NUSANTARANEWS.CO, Jakarta – Keputusan internal partai Golkar menunjuk Airlangga Hartarto sebagai ketua umum dinilai bukanlah sesuatu yang mengejutkan. Pasalnya, Golkar sepanjang sejarah memang sudah identik dekat dengan kekuasaan.
“Terpilihnya Airlangga bukan suatu hal yang mengagetkan. Kalau melihat fakta umumnya calon ketua berada di radar kekuasaan,” kata pengamat politik dari Indikator Politik Indonesia Burhanuddin Muhtadi di kawasan Mampang, Jakarta Selatan, Sabtu (16/12/2017).
Burhanuddin menilai, beberapa kali konflik yang terjadi di internal Golkar ditengarai hadirnya kekuasaan yang mengintervensi konflik tersebut sampai akhirnya selesai.
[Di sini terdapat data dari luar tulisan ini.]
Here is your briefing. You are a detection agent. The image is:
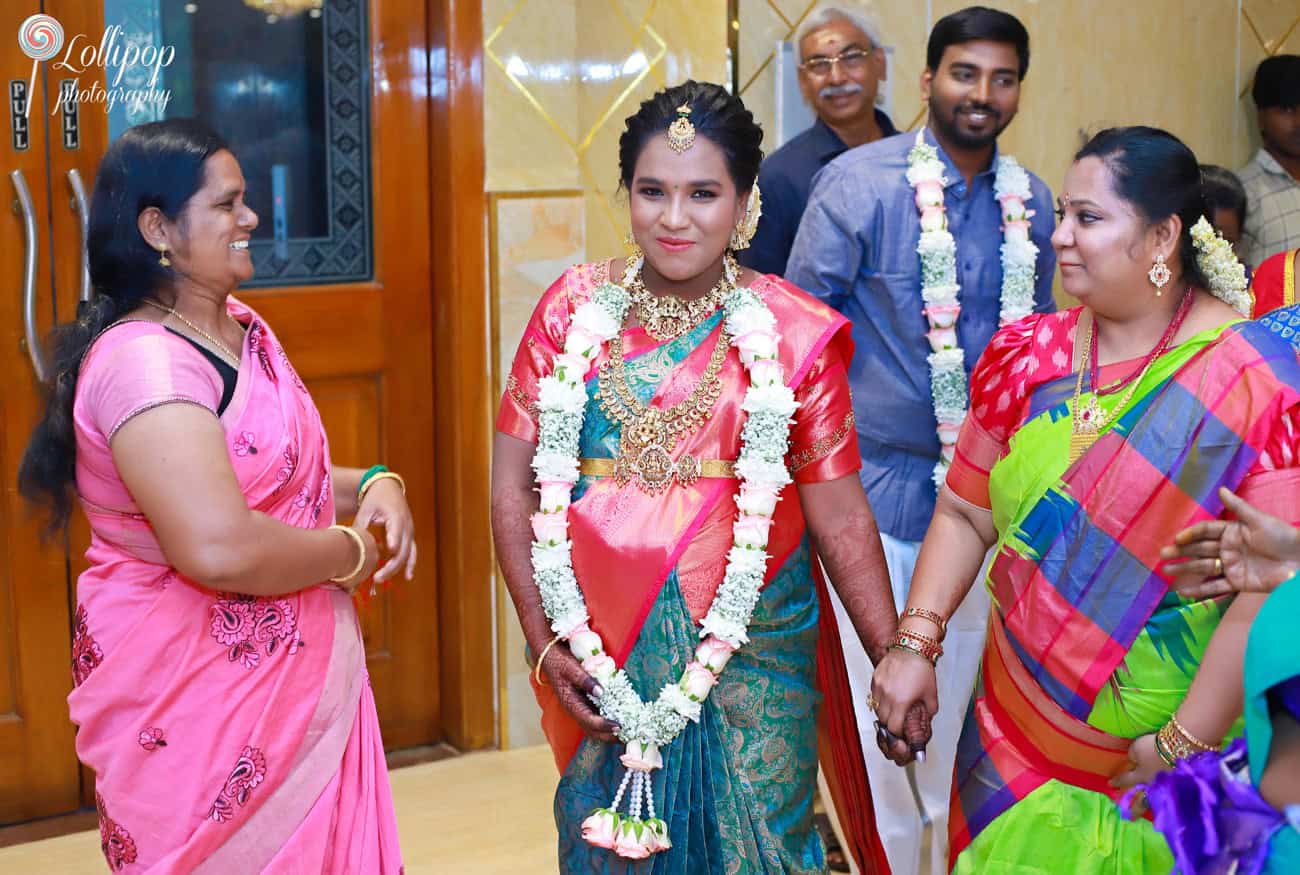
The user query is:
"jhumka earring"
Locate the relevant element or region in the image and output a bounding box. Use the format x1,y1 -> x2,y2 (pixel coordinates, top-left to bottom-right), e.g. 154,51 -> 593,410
668,103 -> 696,155
731,182 -> 763,252
1147,255 -> 1174,298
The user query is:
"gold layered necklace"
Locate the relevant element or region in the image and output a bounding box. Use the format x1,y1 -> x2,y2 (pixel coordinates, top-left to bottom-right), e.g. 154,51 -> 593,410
595,317 -> 731,495
144,298 -> 243,371
628,252 -> 740,341
1070,290 -> 1195,464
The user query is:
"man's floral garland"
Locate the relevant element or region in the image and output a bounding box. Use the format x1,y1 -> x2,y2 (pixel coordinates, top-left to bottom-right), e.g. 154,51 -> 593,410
532,260 -> 798,859
907,129 -> 1039,488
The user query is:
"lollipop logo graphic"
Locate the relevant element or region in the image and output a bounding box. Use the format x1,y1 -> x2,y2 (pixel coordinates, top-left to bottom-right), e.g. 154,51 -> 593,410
18,13 -> 64,116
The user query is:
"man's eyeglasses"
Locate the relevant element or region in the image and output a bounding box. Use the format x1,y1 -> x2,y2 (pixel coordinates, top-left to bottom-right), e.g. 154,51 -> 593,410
800,48 -> 876,77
“Setya Novanto terpilih tidak bisa dilepaskan dari Setnov memiliki restu kekuasaan. ARB (Aburizal Bakrie -red) menjadi ketua umum partai Golkar juga tidak terlepas dari restu SBY,” papar Direktur Eksekutif Indokator Politik Indonesia itu.
Menurut Burhanuddin yang juga merupakan pengamat politik dari UIN Jakarta ini, doktrin kekaryaan yang menjadi identitas partai Golkar menjadikan elit partai akan selalu mendekat dengan kekuasaan.
“Dalam Golkar restu kekuasaan bukan sesuatu hal yang haram. Dengan doktrin kekaryaan. Maka elit tidak bisa jauh dengan kekuasaan,” katanya.
“Saya ingat betul ketika ARB menjauh dari kekuasaan, justru elektabilitas Golkar itu 8-9 persen. Massa konstituen partai Golkar ingin elit partai mendekat ke kekuasaan,” sambung Burhanuddin.
Hal tersebut juga, kata dia, dapat dilihat dari awal kepemimpinan Setya Novanto, di mana partai Golkar mengalami kenaikan elektabilitas pasca deklarasi dukungannya terhadap Jokowi.
“Di awal kekuasaan Setnov mengalami masa kejayaan 16 persen elektabilitasnya, mengalami peningkatan. Itu yang kita rilis. Awal kepemimpinan Setnov mendekatkan diri dengan kekuasaan yaitu pada saat mendukung jokowi, merupakan prestasi tersendiri bagi Setya Novanto,”pungkasnya.